Sollte man daneben die Schulen und Schullehrer unter seine Aufsicht geben, so würde er sich dieses zu einer besondern Pflicht machen. Da Sie uns mein Freund, über alles dieses die beste Auskunft geben können, auch uns sagen, im Fall, für Türck etwas in Weimar zu hoffen sey, an wen er sich mit seinem Gesuche zu wenden hätte, so bitte ich Sie herzlich, mir dasjenige mitzutheilen, was ich für Türck zu wißen brauche.

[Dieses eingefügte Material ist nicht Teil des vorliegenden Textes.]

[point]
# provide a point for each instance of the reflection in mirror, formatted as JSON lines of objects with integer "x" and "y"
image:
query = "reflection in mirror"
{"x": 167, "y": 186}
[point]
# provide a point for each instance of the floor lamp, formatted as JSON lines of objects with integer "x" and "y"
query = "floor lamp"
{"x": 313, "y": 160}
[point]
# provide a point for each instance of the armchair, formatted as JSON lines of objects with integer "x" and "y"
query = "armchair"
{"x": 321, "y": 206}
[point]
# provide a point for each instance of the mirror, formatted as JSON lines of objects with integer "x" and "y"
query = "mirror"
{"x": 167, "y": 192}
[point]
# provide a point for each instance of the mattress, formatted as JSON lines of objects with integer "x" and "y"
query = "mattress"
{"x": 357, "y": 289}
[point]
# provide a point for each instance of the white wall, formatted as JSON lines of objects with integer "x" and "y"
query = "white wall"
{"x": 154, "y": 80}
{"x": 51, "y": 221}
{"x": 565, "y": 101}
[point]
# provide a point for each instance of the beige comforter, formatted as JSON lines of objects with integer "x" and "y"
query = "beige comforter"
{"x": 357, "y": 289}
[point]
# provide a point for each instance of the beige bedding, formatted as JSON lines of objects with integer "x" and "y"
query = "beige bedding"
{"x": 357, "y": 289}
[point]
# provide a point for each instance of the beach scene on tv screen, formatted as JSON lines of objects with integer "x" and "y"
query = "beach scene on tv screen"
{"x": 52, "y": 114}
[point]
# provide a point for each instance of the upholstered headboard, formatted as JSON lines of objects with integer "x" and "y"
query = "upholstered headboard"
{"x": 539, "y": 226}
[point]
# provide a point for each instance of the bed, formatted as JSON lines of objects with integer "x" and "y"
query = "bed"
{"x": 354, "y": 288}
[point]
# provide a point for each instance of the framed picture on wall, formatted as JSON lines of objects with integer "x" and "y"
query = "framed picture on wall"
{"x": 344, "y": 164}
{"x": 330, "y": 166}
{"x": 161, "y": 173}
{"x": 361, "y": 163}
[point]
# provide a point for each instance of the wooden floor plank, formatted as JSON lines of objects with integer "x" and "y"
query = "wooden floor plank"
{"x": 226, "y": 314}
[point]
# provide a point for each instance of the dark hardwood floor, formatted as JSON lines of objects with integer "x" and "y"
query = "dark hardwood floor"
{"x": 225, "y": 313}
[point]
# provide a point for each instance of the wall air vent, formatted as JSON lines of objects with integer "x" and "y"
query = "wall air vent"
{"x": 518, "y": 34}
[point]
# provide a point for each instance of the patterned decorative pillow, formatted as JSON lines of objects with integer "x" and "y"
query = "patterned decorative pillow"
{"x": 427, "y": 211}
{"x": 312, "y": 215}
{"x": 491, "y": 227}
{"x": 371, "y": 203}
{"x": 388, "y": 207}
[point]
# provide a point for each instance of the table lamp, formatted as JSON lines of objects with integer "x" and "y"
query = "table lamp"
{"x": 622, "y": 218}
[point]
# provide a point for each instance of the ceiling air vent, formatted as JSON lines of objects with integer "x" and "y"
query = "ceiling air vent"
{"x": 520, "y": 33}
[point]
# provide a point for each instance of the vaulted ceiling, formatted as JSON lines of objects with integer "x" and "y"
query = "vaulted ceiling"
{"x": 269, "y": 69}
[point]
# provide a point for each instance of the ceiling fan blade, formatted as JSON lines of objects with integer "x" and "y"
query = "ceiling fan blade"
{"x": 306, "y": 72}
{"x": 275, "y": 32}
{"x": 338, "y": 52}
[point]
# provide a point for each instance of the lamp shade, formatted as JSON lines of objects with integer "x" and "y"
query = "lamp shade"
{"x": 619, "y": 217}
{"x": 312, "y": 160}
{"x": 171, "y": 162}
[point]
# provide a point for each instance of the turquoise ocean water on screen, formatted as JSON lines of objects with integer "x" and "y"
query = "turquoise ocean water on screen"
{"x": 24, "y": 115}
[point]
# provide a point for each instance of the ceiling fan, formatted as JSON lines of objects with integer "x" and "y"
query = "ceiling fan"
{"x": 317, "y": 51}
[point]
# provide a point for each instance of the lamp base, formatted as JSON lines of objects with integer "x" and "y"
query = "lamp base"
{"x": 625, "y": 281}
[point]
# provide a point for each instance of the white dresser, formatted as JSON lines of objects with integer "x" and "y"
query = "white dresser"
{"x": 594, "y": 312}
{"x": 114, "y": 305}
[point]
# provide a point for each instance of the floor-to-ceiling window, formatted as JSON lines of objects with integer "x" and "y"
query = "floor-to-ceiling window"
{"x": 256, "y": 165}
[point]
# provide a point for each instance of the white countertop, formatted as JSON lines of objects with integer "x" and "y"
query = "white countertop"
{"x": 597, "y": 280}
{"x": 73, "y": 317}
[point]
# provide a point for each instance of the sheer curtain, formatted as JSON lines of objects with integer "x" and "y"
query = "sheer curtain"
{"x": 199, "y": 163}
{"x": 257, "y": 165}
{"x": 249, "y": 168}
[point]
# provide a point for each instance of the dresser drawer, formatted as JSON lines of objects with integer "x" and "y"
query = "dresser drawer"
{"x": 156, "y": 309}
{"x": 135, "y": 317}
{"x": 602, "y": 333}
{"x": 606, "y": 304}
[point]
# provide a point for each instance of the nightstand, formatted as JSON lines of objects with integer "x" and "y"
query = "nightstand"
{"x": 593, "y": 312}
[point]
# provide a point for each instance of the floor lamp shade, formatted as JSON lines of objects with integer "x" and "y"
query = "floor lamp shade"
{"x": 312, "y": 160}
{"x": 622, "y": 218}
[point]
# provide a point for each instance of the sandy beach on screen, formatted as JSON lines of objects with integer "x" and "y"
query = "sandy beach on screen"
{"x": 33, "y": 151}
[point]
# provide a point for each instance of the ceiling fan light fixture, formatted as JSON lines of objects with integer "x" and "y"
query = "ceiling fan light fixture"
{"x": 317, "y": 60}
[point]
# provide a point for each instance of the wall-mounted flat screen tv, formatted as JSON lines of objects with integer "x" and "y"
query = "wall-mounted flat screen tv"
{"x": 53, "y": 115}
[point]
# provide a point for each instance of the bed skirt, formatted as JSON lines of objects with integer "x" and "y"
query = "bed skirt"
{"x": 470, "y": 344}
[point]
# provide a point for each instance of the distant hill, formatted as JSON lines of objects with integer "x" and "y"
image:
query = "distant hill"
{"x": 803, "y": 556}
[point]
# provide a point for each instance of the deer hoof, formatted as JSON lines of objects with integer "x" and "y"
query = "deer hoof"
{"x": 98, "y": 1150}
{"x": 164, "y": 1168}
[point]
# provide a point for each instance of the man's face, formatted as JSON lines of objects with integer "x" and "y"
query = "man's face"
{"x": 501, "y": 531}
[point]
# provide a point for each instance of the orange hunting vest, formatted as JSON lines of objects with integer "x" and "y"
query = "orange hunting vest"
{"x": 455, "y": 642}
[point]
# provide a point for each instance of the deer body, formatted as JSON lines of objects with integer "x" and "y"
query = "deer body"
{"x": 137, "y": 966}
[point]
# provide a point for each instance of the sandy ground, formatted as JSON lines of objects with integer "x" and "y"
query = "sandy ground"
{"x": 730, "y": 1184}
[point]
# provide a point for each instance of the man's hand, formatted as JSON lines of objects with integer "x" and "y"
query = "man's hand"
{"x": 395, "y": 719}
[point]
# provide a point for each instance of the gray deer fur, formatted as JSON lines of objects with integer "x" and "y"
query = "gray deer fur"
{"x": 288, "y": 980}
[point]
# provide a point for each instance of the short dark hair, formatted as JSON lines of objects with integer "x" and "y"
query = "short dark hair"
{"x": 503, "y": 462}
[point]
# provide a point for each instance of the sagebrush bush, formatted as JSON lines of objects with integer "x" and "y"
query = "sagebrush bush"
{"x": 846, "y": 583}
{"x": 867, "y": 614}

Mouniers Verhältnisse in Weimar habe ich gekannt , an Belvedere ist jetzt nicht mehr zu denken, aber Difurt wäre vielleicht etwas. Auch weiß ich daß M. in hohem Grade undankbar gegen den Hof war. Türck ist ein edler vielseitig gebildeter Mann, er und seine liebenswürdige Gattin bilden eine höchst intereßante Gesellschaft. Ich glaube, Ihr Herzog kennt ihn, doch weiß ich nicht ob die Bekanntschaft so genau ist, daß er ihn beurtheilen kann.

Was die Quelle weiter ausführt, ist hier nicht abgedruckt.